Die Rückzahlungspflicht des § 223 Abs 2 SGB III verstößt auch nicht gegen die Eigentumsgarantie des Art 14 GG. Insoweit stellt die Bewilligung des Zuschusses als Leistung an den Arbeitgeber mangels Privatnützigkeit (Ermessensleistung, Rückzahlungsrisiko), Äquivalenz (fehlende Eigenleistung) und fehlenden Existenzsicherungscharakters (vgl dazu insgesamt nur Spellbrink im Kasseler Handbuch des Arbeitsförderungsrechts, 2003, § 39 RdNr 9 ff mwN) keine eigentumsgeschützte Rechtsposition dar.

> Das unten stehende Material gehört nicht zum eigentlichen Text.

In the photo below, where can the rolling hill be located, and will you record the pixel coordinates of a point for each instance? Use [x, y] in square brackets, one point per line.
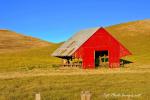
[29, 70]
[136, 37]
[35, 53]
[12, 41]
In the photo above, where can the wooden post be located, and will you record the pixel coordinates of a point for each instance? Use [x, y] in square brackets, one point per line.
[88, 95]
[83, 96]
[37, 96]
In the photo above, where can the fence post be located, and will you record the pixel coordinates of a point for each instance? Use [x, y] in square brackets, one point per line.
[83, 96]
[88, 95]
[37, 96]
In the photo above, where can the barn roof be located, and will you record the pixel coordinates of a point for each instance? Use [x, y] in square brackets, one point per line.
[71, 45]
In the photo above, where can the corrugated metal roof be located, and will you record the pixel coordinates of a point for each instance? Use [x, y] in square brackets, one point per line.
[71, 45]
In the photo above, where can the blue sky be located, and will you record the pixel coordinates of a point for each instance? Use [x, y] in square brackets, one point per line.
[57, 20]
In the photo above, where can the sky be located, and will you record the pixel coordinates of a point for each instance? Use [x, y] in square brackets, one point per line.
[57, 20]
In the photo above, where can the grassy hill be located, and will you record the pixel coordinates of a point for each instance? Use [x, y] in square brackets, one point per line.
[136, 37]
[29, 71]
[11, 41]
[35, 53]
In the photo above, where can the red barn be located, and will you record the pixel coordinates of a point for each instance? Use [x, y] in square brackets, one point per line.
[91, 46]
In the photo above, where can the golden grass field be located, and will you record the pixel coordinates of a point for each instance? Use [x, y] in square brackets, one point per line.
[28, 71]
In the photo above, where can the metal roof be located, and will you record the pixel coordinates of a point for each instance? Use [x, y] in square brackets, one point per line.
[71, 45]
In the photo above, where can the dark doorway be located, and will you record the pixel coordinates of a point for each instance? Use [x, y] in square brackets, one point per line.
[101, 58]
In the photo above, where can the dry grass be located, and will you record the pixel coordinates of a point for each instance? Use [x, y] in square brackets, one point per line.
[27, 72]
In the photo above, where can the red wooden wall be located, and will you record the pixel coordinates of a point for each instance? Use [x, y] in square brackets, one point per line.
[101, 40]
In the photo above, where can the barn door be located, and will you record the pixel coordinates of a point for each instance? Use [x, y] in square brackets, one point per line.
[101, 58]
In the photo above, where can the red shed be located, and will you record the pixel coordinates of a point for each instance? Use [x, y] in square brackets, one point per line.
[95, 47]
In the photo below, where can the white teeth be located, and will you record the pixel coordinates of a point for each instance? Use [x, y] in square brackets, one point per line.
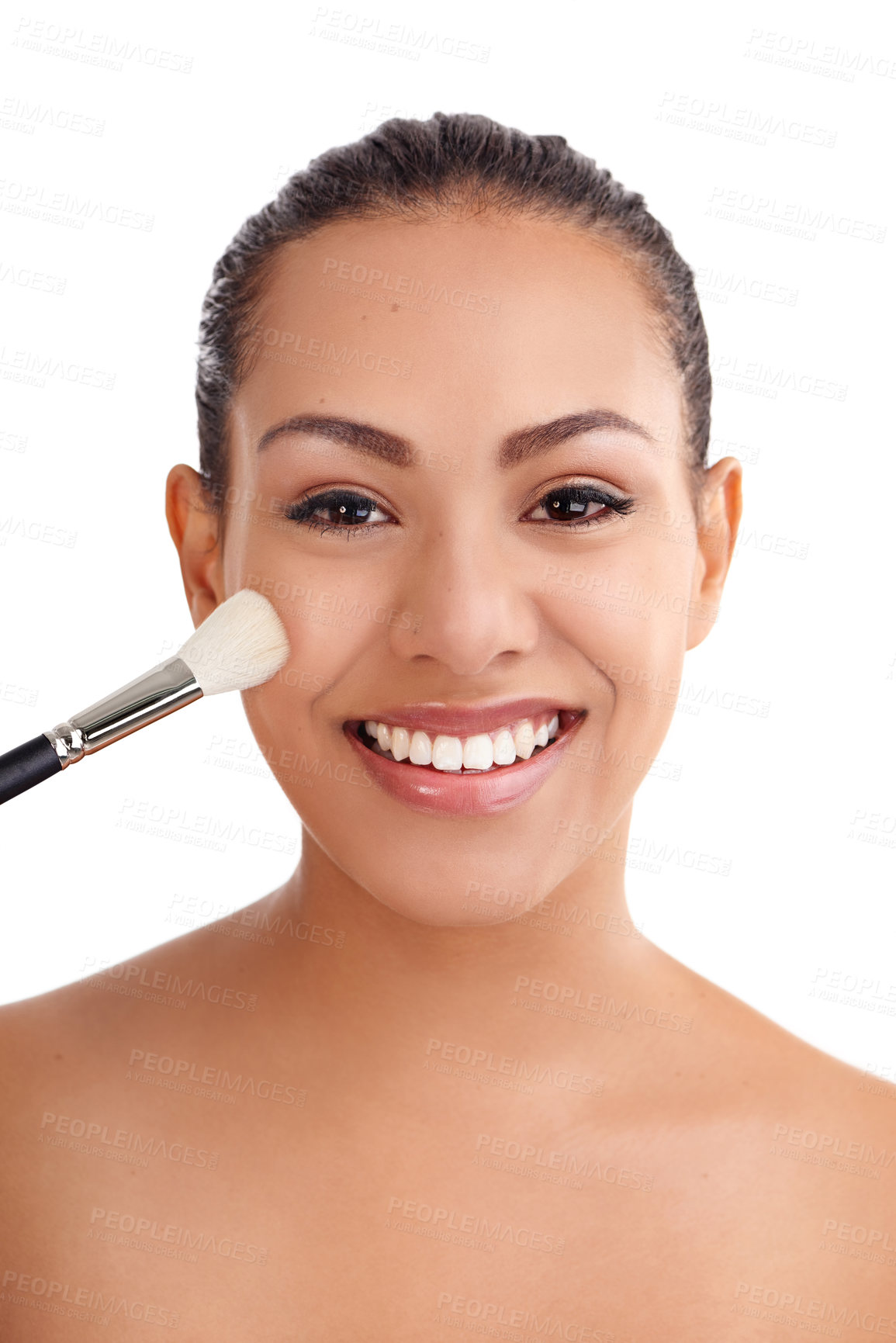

Im Übrigen würde ein Eingriff in eine eigentumsgeschützte Rechtsposition die Verschlechterung einer früheren Rechtsposition voraussetzen (BVerfGE 72, 9 ff [BVerfG 12.02.1986 - 1 BvL 39/83] = SozR 4100 § 104 Nr 13 S 14 f; BSG SozR 3-4100 § 119 Nr 1 S 6; BSG, Urteil vom 5. Februar 2004 – B 7 AL 31/03 R). Gerade dies ist jedoch nicht der Fall, wenn die Leistung von vornherein unter der Voraussetzung der Rückzahlungspflicht in bestimmten Fällen gewährt wird und einer dieser Fälle eingetreten ist. Schon aus diesem Grund scheidet auch ein Eingriff unter dem Gesichtspunkt des Eigentumsschutzes am eingerichteten und ausgeübten Gewerbebetrieb (vgl dazu Jarass/Pieroth, GG, 5. Aufl 2000, Art 14 RdNr 10 mwN) aus, wenn man wie der Kläger davon ausgeht, dass durch die Belastung mit der Rückzahlungspflicht der Grundrechtsbereich tangiert ist. Die reine Belastung mit Geldzahlungspflichten fällt nämlich ohnedies nicht unter den Schutzbereich des Art 14, wenn sie nicht ausnahmsweise erdrosselnde Wirkung besitzt (BVerfGE 95, 267, 301 [BVerfG 08.04.1997 - 1 BvR 48/94] mwN)."
Dieser Rechtsansicht schließt sich der Senat an. Die Klägerin ist daher verpflichtet, den geforderten Betrag zurückzuzahlen, der auch der Höhe nach zutreffend berechnet worden ist.
Die Kostenentscheidung beruht auf § 193 SGG.
Da die Klägerin unterliegt, trägt sie ihre außergerichtlichen Kosten selber.
Die Revision bedarf der Zulassung (§ 160 SGG). Diese ist nicht zuzulassen, weil die Rechtssache keine grundsätzliche Bedeutung hat und das Urteil nicht von höchstrichterlichen Entscheidungen abweicht.